When Jake arrived at the Sanger home, fire trucks were battling the blaze, and a Houston Natural Gas truck pulled up, followed by a taxicab from which emerged Mr. and Mrs. Paul Sanger, the look of shock and horror unmistakable.
Jake, knowing the couple by sight, stepped up to them and told them what he knew of how Mike Wilson tried to save their daughter, dying in the effort.
"Meredyth! Oh, my God! Meredyth's in there!" screamed Caroline Sanger.
"Mike said her name was Lauralie," Jake said to Paul Sanger, who was busy now holding onto his wife, pinning her to the cab to keep her from running into the inferno.
The cab driver leaned across his hood, staring at the activity of the firemen and watching the blaze. Scar-faced, scratching a three-day-old beard, the cabbie snatched his unlit cigar from his lips and said, "Looks like a g'damn Texas tornado went through here."
"Who the hell is Lauralie?" Paul Sanger asked Jake Everly.
"The girl staying at your place… said she was your daughter! Mike opened the… Maybe I ought not to say any more."

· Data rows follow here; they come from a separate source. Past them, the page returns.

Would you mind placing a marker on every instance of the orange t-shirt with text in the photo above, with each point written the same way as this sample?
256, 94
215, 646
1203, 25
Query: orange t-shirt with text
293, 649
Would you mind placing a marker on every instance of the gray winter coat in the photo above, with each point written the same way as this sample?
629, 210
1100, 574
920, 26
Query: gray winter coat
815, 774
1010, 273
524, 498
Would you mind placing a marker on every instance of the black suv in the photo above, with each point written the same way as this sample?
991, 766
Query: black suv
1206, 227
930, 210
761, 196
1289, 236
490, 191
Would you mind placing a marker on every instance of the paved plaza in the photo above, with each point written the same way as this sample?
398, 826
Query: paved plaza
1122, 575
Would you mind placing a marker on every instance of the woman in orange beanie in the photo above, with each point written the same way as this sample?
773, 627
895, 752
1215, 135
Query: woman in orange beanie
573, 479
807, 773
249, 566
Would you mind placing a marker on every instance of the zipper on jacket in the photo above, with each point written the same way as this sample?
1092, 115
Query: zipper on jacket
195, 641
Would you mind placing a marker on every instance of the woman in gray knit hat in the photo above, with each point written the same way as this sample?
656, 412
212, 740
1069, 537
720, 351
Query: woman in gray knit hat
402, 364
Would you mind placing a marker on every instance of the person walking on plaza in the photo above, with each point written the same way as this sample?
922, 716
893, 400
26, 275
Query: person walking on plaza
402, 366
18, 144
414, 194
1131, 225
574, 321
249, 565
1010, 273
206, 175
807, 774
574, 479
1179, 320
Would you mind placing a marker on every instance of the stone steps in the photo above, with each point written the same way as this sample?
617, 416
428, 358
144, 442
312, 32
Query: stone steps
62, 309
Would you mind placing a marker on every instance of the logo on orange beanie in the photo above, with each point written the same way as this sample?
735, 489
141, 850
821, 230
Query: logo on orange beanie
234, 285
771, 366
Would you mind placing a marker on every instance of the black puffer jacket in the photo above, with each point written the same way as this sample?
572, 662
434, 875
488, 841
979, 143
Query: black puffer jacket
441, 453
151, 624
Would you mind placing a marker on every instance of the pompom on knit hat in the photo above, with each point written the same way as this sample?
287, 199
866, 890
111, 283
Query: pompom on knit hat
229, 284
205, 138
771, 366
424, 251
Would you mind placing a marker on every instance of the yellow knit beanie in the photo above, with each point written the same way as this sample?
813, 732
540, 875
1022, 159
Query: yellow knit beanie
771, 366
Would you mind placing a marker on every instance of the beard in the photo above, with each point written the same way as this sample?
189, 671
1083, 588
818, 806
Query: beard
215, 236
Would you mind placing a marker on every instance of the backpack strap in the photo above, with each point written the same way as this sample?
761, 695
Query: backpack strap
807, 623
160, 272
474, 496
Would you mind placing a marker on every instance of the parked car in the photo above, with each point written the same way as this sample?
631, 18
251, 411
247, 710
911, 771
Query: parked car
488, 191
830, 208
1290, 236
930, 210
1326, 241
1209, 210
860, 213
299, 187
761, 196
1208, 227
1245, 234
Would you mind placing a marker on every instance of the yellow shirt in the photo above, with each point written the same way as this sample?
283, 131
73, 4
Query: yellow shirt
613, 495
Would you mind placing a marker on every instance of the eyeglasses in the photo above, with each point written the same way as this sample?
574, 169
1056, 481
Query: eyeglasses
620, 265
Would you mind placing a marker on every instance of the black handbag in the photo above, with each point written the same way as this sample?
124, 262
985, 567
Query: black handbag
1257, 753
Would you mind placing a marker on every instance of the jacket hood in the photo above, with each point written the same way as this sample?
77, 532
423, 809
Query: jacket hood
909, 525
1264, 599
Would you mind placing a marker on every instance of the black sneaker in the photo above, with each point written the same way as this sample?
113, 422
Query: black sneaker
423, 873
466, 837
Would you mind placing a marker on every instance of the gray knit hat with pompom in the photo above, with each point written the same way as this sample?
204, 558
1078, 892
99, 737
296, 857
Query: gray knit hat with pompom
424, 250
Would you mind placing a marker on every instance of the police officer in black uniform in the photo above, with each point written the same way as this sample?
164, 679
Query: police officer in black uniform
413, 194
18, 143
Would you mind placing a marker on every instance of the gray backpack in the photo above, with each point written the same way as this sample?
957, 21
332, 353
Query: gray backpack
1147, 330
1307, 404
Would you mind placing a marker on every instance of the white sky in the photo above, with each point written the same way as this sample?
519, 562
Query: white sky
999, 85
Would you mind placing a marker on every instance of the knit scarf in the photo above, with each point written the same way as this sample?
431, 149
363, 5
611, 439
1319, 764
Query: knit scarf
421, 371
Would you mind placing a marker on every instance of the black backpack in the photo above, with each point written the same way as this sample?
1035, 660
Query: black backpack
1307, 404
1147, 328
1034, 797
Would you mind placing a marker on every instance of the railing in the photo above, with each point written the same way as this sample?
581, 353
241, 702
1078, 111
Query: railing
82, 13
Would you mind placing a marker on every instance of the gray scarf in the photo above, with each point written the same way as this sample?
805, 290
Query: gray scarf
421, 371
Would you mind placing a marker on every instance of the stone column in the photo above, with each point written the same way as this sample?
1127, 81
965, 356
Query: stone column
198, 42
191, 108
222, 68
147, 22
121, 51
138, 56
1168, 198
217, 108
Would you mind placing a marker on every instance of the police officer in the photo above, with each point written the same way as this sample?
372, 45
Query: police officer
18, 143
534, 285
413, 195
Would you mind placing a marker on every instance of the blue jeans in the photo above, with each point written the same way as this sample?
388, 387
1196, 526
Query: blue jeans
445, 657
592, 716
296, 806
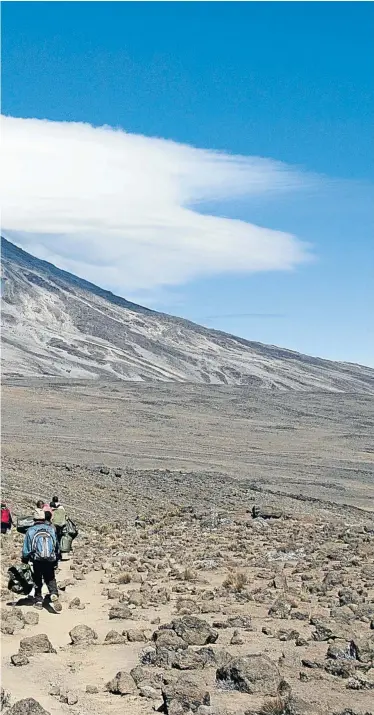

Paul Sanger got on his cell phone and dialed for Meredyth. When she picked up, he breathed again. "Thank God, Mere, it's you! I've got your mother here. She needs to hear your voice, Mere. Talk to her… ask about her trip." Paul pushed the phone on his wife, Caroline. "It's Mere! She's safe, honey! She's all right."
Caroline took the phone, relief the size of a tidal wave washing over her, yet she could not control her tears as she repeatedly called out Meredyth's name and said, "Sweet-heart, we love you so much, Mere. How much you'll never know."
"You're safely home from Paris," Meredyth replied from Lucas Stonecoat's bedside in the hospital. "I've got one hell of a story to tell you guys, Mother."
"And we've got one hell of a story to tell you. It's the house…all gone." She continued to cry.
"Mom, are you all right? What's happened? Are those sirens I hear?"
Her father got back on. "We'll be staying out at the ranch house, sweetheart. Your can reach us there. Think you could come out tonight, Mere? We really need to see you in the flesh and catch up. And by the way, do you know anyone by the name of-"
"Why aren't you going to the Colony home? What's happened there, Dad?"
"It's been reduced to rubble, apparently an explosion….Don't tell her I told you so, but"-he whispered now-"Mom appears to have left the gas on the entire time we were gone, and some poor schlep with Colony Security did a piss-poor job of checking it out. Opened the door and died of the blast. Whole damn house is in flames, pieces of it on our neighbor's roof.”